I remember lazy September Sunday afternoons when an early dinner meant roast beef and potatoes, carrots and gravy, the smell wafting out the windows into the late summer breeze. We ate early on Sundays because Dad worked nights on the railroad and often left after we went to bed. It afforded him some time to digest, read the paper and eat a huge bowl of vanilla ice cream with chocolate sauce for dessert. Sometimes Dad worked the afternoon shift and would arrive home around ten. We, of course, were in bed, but the smell of onions and green peppers frying with bacon tweaked our noses and brought us out of the bedroom to kneel on the dining room chairs, leaning with our forearms on the table while Dad ate a Denver omelet with toast and coffee.

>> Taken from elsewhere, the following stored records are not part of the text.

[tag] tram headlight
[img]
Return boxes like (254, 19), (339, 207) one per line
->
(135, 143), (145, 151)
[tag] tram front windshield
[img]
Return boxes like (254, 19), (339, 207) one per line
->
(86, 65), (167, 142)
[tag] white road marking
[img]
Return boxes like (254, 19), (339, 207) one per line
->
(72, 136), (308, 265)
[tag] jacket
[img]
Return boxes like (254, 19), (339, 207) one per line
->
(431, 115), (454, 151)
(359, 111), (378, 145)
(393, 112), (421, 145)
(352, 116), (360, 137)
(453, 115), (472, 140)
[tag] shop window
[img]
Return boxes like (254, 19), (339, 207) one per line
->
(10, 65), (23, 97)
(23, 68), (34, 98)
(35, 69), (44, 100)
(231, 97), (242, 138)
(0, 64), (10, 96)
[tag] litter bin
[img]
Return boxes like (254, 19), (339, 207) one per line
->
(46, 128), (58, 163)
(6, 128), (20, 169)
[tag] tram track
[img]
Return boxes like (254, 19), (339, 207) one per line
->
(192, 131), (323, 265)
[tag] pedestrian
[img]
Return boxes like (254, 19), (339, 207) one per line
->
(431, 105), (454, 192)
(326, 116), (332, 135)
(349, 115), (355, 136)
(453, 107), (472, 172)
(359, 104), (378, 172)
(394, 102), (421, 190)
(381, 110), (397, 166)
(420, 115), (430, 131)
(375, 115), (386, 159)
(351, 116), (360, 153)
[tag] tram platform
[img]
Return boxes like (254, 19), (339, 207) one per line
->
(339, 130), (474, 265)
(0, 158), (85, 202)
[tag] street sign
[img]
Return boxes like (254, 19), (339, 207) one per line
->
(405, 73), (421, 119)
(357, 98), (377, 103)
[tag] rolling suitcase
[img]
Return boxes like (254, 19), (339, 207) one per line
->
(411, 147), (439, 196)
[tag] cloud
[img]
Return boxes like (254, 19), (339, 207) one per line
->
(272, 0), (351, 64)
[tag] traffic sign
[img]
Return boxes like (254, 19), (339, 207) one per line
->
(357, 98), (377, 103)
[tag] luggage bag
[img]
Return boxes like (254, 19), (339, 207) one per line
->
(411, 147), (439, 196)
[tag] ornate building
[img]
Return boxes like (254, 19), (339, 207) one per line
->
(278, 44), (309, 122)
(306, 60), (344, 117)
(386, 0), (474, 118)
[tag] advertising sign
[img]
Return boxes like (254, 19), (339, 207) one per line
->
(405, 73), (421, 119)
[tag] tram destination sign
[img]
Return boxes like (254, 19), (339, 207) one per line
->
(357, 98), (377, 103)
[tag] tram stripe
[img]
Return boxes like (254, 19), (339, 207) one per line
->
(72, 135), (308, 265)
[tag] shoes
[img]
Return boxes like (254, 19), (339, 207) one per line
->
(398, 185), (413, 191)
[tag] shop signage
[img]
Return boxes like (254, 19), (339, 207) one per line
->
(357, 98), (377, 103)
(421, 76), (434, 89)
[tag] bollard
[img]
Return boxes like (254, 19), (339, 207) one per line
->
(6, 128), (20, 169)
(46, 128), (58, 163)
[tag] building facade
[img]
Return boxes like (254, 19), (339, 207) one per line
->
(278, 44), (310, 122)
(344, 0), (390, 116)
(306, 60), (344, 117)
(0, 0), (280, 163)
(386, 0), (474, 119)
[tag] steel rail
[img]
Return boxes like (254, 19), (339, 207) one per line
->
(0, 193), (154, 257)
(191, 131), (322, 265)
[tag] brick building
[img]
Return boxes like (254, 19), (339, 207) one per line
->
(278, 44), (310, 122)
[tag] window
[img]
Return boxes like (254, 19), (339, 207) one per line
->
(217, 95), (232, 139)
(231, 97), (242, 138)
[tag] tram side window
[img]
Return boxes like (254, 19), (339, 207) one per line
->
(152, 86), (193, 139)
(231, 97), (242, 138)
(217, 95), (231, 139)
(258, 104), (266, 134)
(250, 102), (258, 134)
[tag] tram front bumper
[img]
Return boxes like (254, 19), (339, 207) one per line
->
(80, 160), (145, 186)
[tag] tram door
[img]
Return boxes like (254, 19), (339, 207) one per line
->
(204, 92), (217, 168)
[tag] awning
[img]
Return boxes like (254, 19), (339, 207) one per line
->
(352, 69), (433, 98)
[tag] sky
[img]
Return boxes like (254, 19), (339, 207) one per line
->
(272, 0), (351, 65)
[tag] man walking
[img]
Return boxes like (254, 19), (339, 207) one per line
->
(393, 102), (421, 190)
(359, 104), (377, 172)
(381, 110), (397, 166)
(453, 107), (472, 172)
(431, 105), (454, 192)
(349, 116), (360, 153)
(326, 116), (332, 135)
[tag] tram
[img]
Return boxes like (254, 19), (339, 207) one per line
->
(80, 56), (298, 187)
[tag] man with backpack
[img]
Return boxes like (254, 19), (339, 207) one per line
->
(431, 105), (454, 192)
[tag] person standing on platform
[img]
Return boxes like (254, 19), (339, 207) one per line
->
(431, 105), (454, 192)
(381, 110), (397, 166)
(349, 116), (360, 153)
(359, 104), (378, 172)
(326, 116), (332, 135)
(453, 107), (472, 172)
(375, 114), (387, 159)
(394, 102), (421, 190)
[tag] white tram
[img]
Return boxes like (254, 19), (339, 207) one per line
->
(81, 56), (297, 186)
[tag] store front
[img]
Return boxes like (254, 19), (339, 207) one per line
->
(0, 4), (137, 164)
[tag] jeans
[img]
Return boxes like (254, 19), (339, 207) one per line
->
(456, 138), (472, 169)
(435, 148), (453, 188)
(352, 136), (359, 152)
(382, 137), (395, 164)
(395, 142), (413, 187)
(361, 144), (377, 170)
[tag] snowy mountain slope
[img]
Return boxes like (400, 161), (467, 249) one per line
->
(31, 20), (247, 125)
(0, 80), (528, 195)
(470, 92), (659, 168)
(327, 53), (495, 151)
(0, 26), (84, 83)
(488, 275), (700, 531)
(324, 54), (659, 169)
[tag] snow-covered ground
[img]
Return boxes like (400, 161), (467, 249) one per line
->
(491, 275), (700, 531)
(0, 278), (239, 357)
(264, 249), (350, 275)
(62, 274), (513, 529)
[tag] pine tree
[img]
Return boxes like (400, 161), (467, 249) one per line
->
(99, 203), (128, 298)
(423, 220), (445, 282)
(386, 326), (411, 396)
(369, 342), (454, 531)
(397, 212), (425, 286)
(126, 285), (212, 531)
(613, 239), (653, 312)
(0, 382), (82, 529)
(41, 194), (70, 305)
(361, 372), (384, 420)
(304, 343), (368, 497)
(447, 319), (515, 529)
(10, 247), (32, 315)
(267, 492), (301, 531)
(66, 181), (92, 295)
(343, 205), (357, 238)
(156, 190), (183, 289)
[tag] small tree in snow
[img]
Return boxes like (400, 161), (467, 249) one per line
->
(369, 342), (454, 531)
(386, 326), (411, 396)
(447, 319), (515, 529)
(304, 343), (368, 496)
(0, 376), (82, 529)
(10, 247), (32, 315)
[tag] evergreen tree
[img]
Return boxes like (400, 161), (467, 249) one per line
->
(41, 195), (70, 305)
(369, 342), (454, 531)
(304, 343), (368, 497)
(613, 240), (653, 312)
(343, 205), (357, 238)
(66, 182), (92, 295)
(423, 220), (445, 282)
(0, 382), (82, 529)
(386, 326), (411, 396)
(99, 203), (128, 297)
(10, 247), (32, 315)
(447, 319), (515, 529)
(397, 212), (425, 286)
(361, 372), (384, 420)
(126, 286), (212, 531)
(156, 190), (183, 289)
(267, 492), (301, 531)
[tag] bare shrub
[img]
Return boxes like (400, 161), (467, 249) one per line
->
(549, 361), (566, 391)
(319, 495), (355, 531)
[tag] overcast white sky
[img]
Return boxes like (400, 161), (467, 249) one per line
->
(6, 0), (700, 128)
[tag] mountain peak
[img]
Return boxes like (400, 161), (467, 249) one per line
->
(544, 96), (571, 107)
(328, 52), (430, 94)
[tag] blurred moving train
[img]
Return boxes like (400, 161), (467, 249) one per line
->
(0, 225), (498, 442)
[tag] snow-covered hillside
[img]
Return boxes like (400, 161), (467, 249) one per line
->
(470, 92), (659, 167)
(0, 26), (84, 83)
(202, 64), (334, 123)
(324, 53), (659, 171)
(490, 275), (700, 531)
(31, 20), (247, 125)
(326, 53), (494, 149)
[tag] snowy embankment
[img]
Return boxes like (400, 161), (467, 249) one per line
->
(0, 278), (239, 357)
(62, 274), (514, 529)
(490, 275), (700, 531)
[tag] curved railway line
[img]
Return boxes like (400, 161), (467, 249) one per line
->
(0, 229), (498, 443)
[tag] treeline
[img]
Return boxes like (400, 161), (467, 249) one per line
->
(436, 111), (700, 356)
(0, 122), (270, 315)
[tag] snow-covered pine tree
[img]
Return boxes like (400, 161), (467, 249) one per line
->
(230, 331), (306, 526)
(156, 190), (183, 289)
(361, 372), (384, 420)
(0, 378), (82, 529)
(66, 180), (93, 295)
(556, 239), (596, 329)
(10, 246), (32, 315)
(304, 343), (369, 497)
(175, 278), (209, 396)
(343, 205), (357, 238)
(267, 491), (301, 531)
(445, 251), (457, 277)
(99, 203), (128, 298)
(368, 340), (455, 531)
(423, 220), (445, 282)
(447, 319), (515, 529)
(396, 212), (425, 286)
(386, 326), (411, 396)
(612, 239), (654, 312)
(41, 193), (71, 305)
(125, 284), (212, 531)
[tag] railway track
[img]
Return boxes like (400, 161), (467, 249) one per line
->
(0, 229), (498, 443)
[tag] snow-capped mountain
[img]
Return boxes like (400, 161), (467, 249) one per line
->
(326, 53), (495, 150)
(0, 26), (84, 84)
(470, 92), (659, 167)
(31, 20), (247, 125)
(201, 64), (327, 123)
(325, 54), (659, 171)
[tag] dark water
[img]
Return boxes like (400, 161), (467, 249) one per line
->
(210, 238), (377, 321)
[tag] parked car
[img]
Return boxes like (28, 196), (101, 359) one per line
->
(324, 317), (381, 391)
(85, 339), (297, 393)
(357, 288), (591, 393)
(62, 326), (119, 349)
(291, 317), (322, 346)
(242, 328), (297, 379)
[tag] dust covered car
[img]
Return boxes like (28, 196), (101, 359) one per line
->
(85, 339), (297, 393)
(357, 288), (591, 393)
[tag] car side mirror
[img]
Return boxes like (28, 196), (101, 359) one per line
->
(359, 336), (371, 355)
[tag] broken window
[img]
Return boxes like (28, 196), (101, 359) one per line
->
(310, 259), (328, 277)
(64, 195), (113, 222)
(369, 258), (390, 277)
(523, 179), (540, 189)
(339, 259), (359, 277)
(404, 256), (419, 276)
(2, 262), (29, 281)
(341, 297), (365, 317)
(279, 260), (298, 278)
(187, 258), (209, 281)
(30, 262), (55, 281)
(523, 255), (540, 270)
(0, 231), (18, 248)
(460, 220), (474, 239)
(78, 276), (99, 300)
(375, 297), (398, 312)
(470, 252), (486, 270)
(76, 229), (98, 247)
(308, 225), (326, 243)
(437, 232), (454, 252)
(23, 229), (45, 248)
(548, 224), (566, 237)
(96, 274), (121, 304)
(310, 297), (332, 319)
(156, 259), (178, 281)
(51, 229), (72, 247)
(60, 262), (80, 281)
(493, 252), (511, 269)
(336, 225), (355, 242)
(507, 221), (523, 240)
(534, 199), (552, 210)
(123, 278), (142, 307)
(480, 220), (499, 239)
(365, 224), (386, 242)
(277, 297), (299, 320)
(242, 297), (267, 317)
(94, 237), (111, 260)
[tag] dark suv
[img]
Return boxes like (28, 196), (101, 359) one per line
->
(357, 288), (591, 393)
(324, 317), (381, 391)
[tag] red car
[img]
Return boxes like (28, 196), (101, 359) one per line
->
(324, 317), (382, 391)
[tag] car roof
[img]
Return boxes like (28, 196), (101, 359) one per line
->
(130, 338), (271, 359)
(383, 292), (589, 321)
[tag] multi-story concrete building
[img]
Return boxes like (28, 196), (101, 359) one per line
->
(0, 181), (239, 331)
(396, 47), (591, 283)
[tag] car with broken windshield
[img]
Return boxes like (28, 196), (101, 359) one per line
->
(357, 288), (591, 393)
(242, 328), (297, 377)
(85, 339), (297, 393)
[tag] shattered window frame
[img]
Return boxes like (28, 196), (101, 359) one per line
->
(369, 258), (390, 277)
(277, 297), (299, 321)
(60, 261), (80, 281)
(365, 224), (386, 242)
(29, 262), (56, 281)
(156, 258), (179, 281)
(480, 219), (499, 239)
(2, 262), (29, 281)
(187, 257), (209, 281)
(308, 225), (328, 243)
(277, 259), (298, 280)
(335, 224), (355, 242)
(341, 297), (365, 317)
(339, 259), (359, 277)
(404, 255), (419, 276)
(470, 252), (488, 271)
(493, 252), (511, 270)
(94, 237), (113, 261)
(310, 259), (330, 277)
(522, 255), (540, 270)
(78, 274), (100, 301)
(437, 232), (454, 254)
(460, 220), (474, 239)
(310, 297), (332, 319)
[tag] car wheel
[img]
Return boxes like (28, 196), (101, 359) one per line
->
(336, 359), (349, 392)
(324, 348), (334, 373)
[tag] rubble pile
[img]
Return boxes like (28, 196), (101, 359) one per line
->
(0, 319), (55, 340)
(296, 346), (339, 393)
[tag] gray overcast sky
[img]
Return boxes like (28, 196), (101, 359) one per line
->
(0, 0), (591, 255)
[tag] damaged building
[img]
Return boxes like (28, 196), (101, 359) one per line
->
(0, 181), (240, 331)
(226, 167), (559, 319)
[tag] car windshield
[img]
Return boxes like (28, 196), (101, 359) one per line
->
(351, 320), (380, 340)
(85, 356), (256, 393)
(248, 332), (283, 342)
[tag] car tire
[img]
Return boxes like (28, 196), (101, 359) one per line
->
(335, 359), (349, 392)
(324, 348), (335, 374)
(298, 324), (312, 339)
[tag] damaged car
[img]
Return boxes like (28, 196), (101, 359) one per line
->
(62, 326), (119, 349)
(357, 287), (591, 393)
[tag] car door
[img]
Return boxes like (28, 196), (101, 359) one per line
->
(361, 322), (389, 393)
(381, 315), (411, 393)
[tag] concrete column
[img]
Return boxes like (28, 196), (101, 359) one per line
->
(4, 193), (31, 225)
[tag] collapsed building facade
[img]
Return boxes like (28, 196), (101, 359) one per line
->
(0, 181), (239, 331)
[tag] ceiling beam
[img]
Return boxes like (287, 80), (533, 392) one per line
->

I've always been intrigued by comfort food, which I truly believe is another word for food created from nothing when the pocketbook was empty. My father-in-law, a burly Italian from New York City, had a penchant for one such food. I remember his reminiscence. “Grandma used to save up the heels from Italian loaves, then drizzle them with olive oil, hot water and Italian spices.” He would press all of the fingertips of one hand to his lips and emit a loud kissing sound. “Mmmm-mmm. That was delicious!”

“That was “poor” food,” I said at one point. “You know, when you were poor.”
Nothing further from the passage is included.